REAL ESTATE- ON THE BLOCK- A Ruckersville pick: Wafts of history scent Rose Lane

Address: 400 Rose Lane

Neighborhood: Off Amicus Road, Greene County 

Asking: $245,000

Assessment: $215,000

Year Built: 1890

Size: 2,064 fin. sq. ft.

Land:  5.0 acres

Agent: Ellen Pratt, Better Homes & Gardens Real Estate III 434-817-9200

Curb Appeal: 7 out of 10

Buyers looking to the hinterlands for price and rural vibe will find it here in this Ruckersville house, a 30-minute drive from town. The home's first owner was Dennis Frye, who, lore says, was the first African American landowner in Greene County. Rose Lane is named after his oldest surviving daughter, Rosa, aka Rose, born in 1893.

A single-lane gravel road surrounded by trees passes some newer homes to end at this 100-plus-year-old cottage. It's not exactly a driveway; the road just sort of stops a bit in front of the house. 

Inside, creaky sloped floors signal authenticity. Much of the house is original or nearly so. In addition, the current owners used paint colors that might have been in the home during Frye's lifetime: in the front hall, a creamy white with a stamped fleur-de-lis pattern; in the living room, a painted diamond-patterned border.

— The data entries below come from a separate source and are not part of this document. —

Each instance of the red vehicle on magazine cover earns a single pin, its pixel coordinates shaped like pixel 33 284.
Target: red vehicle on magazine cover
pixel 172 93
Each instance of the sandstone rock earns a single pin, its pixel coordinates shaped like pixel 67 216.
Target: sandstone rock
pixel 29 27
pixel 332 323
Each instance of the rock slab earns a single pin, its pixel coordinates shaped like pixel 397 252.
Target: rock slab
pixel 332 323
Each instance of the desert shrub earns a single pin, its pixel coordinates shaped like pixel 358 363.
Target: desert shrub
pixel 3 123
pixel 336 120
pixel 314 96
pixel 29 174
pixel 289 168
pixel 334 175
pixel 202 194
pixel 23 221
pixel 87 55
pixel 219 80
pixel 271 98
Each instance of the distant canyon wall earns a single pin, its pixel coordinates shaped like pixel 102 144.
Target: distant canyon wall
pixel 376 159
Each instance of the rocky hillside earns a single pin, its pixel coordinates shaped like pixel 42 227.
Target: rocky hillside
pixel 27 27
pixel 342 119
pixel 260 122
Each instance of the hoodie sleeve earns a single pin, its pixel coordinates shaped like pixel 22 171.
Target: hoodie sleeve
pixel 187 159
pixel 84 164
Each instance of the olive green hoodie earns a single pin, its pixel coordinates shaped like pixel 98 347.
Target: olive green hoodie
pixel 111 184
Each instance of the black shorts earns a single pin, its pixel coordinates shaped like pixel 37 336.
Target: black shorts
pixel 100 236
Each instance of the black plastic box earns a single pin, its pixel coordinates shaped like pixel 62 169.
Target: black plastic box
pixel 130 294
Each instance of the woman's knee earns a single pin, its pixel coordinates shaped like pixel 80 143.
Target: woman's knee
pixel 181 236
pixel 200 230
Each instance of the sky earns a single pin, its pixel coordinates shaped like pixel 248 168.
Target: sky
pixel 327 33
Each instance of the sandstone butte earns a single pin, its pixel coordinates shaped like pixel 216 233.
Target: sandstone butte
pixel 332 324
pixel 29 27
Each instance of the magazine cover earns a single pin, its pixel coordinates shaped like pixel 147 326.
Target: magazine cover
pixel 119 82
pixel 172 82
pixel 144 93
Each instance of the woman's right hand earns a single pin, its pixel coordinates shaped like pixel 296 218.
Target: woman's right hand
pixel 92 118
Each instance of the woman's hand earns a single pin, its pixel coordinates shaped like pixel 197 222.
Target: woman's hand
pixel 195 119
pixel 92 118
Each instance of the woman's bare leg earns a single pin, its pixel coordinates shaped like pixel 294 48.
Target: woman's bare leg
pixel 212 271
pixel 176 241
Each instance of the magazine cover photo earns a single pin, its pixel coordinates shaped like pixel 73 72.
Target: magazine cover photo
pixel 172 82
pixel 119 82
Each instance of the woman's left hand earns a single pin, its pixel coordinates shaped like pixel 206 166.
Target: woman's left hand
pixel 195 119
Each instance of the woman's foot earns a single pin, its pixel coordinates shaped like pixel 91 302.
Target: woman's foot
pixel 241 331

On the first floor, a narrow hall leads to shared family spaces. To the right a small family room has a wood-burning stove and some built-in shelving to help make it an undeniably cozy library. A larger living room with fireplace connects to the dining room, which leads to the kitchen and a utility space (washer and dryer) that connects to a half bath.

Simpler times meant less stuff, and buyers will appreciate the utility area as–- except for a coat closet grabbing the space under the stairs– there isn't a lot of additional storage. The attic requires crawling, and there's no basement. Bedrooms have closets, but they, too, were not designed with shopaholics in mind. 

In the eat-in kitchen, original floorboards are painted a checkered cream and red pattern that, if not original, is close to it. Newer cabinets and appliances meet today's standards. Off the kitchen, a roomy pantry has open shelving. From the dining and kitchen, the next owner will have access to a newer part of the house that nevertheless feels old: a screened porch. 

For a buyer who wants more old, there's a dilapidated shed off the drive, and around the side of the house, ruins from an old kitchen chimney stand tall.

Although there have been some updates such as added dual heat pumps, plumbing, and chimney re-pointing, the house is mostly reminiscent of the 1800s. The current owners have taken advantage of the style with the décor, and that may be something potential buyers should consider (read: maybe not the place to indulge your mid-mod fantasy). 

Irregularity is one of the charms of an older house. The staircase seems a little unsettling because the risers are higher than most people expect; it could take a little getting used to. Upstairs, three homey bedrooms, two at the front of the house, share the one full bath. Originally, a closet ran between the two, but it's currently divided. A parlor or sitting area off the hall leads to the third bedroom in the back. The bath also opens from this space, making the back bedroom a possible choice for master. The transitional space could also work as an office or play area for young children.

A home of this vintage includes aged sounds and textures that make unlike most houses on the market today. Not all buyers want vintage elements, but for buyers who do, this house might be a welcome trip back in time.